The news that 80% of people with COVID-19 in India are asymptomatic is simultaneously hopeful and frightening. Hopeful because it means that a larger fraction of people will possibly not fall sick due to the new coronavirus or require hospitalisation, as is the case in many European countries. But caution is needed here: there is a tendency to overextend the argument that Indians have some kind of resilience to claim that the poor, with their higher rates of exposure to other infectious diseases, will be even more resilient to the virus, an assertion that even the poor have echoed in a desperate bid to get back to earning a living.
However, getting into muck and dirt is not a salubrious act but a harsh reflection of hazardous working conditions, and toxic chemicals do nothing to bolster your immunity. Combined with malnutrition and unhealthy living conditions, they are at severe risk, as is clear from the data from New York city, where the morbidity among the homeless is much higher compared to the general population.
The frightening part of the news is that we are unwittingly in close contact with people with COVID-19. The Indian Council of Medical Research has belatedly admitted that we do have community transmission of the disease. This adds a new urgency to the need for large-scale testing. This can only be done if we leverage the skills and infrastructure of the larger scientific community. But there is always resistance to new ideas, and this resistance is highest among experts who do not like to be pulled out of their comfort zones. A part of the resistance is however actually justified. Experts know about the complexity of the process and are naturally dismissive of what they perceive as simplistic solutions advanced by non-experts. But a part of it is also psychological – a resentment against unknown and possibly ignorant persons muscling in on their domain of expertise.
So let us discuss in some detail the whole process of large-scale testing, the difficulties associated with transforming this into a participatory programme involving the larger scientific community, and ways to overcome them. As a preamble, it is important to acknowledge the tremendous gains of this exercise. South Korea and Germany, for just two examples, are countries that have successfully contained the spread of the new coronavirus with far fewer deaths primarily with a high rate of testing and a rational bottom-up approach, where individuals were quarantined rather than entire communities. Large-scale testing can also identify asymptomatic individuals, who should be treated not as liabilities but as resources. If their immune system is producing antibodies to fight this virus, they could donate their blood and the blood plasma could be a source of antibodies for critically ill patients whose own immune system is too compromised to make antibodies. This in turn could help reduce the load on hospitals, which might otherwise get overwhelmed if the patient numbers increase further.
During the Spanish flu pandemic of 1918, which ended up killing around 50 million people worldwide, we did not know of the existence of viruses. They were discovered in the 1930s. What we did have was a vague idea about how the disease was transmitted and those cities which shut down did indeed have a lower spread of the disease. Our lockdown models itself around this strategy, and declines to use the accumulated wisdom of scientific discovery spanning the last 100 years.

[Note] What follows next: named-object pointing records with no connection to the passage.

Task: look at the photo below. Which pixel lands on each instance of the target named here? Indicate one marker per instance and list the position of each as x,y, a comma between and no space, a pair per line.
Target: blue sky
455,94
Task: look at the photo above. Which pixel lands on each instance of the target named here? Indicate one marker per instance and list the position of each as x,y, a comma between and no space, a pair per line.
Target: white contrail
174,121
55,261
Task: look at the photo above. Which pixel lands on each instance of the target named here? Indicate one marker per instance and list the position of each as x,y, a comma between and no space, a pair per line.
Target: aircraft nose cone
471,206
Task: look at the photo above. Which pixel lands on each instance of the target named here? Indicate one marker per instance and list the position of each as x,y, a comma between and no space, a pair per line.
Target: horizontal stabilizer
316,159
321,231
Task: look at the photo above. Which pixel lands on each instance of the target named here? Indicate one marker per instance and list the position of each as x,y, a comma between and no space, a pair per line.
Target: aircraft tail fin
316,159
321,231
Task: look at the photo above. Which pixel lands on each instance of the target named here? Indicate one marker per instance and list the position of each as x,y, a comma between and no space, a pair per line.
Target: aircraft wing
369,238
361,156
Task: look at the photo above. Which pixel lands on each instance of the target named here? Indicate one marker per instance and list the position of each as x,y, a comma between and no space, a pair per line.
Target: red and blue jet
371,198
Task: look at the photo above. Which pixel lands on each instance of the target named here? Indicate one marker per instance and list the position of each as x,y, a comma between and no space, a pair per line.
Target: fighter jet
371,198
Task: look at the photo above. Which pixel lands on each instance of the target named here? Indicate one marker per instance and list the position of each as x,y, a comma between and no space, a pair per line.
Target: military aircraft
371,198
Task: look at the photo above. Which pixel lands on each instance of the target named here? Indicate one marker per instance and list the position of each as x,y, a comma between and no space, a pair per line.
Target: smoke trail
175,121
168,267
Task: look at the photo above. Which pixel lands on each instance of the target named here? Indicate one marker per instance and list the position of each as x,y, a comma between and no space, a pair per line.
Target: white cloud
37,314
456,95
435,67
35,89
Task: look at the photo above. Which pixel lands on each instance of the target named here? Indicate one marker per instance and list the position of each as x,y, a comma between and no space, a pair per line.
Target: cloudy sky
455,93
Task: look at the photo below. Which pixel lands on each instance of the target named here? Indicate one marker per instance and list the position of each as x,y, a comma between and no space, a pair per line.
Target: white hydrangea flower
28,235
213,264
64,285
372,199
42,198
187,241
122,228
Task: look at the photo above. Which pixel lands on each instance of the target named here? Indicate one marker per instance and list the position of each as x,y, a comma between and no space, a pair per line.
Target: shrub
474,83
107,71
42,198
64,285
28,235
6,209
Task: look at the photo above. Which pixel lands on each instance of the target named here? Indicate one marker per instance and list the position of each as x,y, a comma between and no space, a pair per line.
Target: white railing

The major steps of large-scale testing
The first step is sample collection. It has to be increased to cover at least one person from every household. Mobile collection centres which visit every locality is required staffed with people who have PPE. Maybe mass testing will remove the stigma associated with such tests and people will come forward more readily.
One hurdle which is often pointed out is that we need labs of biosafety level (BSL) 2 or higher to test samples which potentially contain the live virus, and also personal protective equipment for all staff involved in testing. My personal opinion is that the number of volunteers would indeed drop very sharply if they are expected to handle live virus samples. If the samples are put by the collection staff into a solution of guanidine thiocyanate, a powerful protein denaturant, along with phenol and beta mercaptoethanol, this would inactivate the virus while preserving its RNA. Then such safe samples can be handled much more easily in a university or research institute setting.
The only drawback is that it would require that the time gap between sample collection and testing is small because RNA tends to degrade faster. This limits this procedure initially to the big cities, which have universities and research institutes with modern biology labs close to the collection points.
In the real world, no testing procedure is perfect. They always have errors often called noise. They generate false positives, which means the test has generated a positive result for a sample which is actually negative. And false negatives, which means that a positive sample has avoided detection and the test result is negative.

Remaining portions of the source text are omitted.